Tuesday, April 5, 2016

Mayhew, Labour, and the London Poor

Mayhew, Labour, and the London Poor

Henry Mayhew, as the preface his excerpt titled "Hindo Beggars" suggests, was a writer that tended to focus on the "plight of poor Londoners" in regards to post-Industrial society, drawing sympathy for the downtrodden and unfortunate souls that couldn't find a way to get on their feet. However, Mayhew's sympathies extended only as far as those he considered his countrymen and women; regarding the "Hindos" and "Brahmins" - presumably Indian Londoners - Mayhew took a stance of hard-line distaste and outright racism. He calls these Londoners "snake-eyed Asiatics" with a penchant for deception, "entrapping the sympathy" of the good Christian Englishmen and women of London by regurgitating tracts or by insisting that they are of high birth - "Brahmins", or members of the highest caste in the predominantly Hindu British India. In essence, Mayhew paints these Indian-Far East Londoners as a wholly distasteful group of people who seek only to further their own fortunes through any means necessary. They are the other, the criminal, the bad in London society.

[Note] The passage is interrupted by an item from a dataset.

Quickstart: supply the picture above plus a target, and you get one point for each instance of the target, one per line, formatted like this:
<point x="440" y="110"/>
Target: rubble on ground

In many ways, this sort of distaste can be paralleled with the distaste that any major racial group can and more than often will have with the minority in a society. It's far too easy for the human creature, in general, to blame the ills of society on a single group of people that lack the numbers to defend themselves on a wide scale. While not the most original of comparisons, Nazi Germany and Victorian England share several similarities in their views of minority groups - in the Nazi's case, the Jews, Roma, and disabled suffered in together due to the popular demand for the development of the pure German Ubermensch and the propaganda that hung the ills of post World War I Germany, burdened to the breaking point with reparations to be paid to the Allies, on this group. While nothing on such a scale occurred in Victorian England, Mayhew describes the "Hindo Beggars" of London in similar fashion, seeking to out them as a credible danger to the common populace of London. Perhaps the most interesting move that Mayhew makes, however, is how he either subconsciously or purposefully enforced the idea of a supreme state power that could eliminate these "problems" from London. After all, if "they [the titular Hindo Beggars] never beg of soldiers, or sailors, to whom they always give a wide berth as they pass them in the streets..." then that must mean that they fear the state. The state, therefore, must be able to cull the issue of the "Hindo Beggars"; otherwise, the beggars would have no need to fear the state. It follows to reason, then, that if the "Hindo Beggars" are as bad as Henry Mayhew describes, that the state, whom the beggars fear, should eliminate them.